JHITA reviews comments on HIPAA standards

The Joint Healthcare Information Technology Alliance (JHITA) has reviewed the comments for the Department of Health and Human Services’ (HHS) proposed rule on security and electronic signature transactions. The standards were mandated under the Health Insurance Portability and Accountability Act of 1996.

The comments have been posted on the Administration Simplification Web site at http://aspe.os.dhhs.gov/admnsimp/.

"It is clear that health care providers and organizations are asking the HHS [in Washington, DC] to provide more direction in implementing the provision during the writing of the final rule," JHITA states. Most of the comments submitted came from insurance companies, state government offices, consumer organizations, and advisory committees.

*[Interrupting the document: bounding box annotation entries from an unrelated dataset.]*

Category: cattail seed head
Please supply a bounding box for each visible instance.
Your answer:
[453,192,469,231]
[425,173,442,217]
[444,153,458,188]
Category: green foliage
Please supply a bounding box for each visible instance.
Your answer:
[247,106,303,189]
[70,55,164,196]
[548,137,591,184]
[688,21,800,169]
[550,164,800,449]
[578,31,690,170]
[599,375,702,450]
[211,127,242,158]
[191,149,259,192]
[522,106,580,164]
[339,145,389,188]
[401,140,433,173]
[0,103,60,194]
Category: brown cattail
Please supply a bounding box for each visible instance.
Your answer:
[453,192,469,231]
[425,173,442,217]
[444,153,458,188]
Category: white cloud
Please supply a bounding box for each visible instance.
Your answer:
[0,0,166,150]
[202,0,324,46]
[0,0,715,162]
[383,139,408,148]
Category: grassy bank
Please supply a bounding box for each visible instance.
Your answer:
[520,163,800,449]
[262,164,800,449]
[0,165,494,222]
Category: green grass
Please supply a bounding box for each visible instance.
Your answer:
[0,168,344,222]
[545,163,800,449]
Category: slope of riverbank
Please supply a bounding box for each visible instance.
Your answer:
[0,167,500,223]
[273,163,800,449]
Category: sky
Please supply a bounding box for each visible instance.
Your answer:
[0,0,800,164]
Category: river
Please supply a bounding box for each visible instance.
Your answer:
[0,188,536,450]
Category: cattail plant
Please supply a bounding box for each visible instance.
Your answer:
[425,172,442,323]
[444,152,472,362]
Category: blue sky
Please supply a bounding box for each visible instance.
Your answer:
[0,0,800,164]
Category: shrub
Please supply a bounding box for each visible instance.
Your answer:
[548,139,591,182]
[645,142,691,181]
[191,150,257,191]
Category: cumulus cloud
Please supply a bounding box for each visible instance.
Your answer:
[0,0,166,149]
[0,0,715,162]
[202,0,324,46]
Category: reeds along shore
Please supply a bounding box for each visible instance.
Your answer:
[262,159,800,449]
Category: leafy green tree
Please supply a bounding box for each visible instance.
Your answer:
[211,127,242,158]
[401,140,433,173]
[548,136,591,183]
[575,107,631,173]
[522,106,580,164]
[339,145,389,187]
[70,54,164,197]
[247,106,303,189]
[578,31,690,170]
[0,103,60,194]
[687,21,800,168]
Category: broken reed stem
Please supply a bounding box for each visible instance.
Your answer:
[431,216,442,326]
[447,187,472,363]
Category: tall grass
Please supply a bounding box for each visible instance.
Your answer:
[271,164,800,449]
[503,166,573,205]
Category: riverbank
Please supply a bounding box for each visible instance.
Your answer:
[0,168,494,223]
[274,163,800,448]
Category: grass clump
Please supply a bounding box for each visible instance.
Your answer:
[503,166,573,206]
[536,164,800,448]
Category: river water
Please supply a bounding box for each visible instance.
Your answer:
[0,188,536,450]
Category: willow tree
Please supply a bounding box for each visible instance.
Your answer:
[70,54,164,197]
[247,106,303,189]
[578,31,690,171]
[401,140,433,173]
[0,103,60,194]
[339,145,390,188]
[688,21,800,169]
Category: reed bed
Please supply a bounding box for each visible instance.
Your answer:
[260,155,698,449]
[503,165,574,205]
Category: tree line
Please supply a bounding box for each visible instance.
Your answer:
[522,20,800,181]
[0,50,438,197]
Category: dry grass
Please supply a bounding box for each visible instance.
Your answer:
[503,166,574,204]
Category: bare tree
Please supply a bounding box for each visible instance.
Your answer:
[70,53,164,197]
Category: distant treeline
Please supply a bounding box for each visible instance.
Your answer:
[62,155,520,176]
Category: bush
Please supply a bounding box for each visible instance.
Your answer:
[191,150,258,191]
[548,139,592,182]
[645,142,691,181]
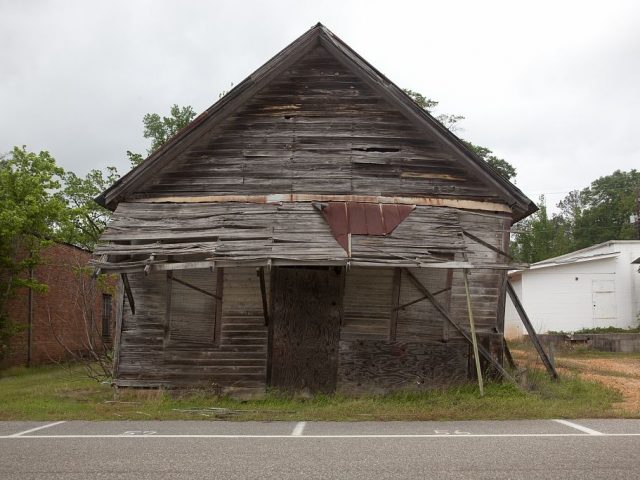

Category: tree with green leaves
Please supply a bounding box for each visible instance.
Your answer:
[58,167,119,250]
[404,88,516,180]
[0,146,65,359]
[127,105,196,167]
[510,195,572,263]
[512,169,640,262]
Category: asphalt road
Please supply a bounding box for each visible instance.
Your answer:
[0,420,640,480]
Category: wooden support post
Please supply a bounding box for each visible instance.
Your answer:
[462,268,484,397]
[389,268,402,342]
[113,280,124,380]
[507,282,558,380]
[164,270,173,345]
[404,268,516,383]
[256,267,269,327]
[120,273,136,315]
[502,337,517,370]
[213,267,224,345]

The comments on the proposed rule expressed concerns about the following:

- The proposed rule does not say how it will be implemented in light of privacy legislation expected to come from Congress.

- The rule is not clear about what it specifically requires.

- The rule only sets forth procedures and does not establish any specific standards to ensure the security of health care information.

- The rule does not set forth any penalties for not complying with the procedures.

- The rule needs additional definitions, such as "agents" of health plans.

- The rule provides specific requirements that were overly excessive or restrictive.

- The rule does not classify telephone, voice mail or fax transmissions as electronic transactions, although they are the most common ways organizations share information.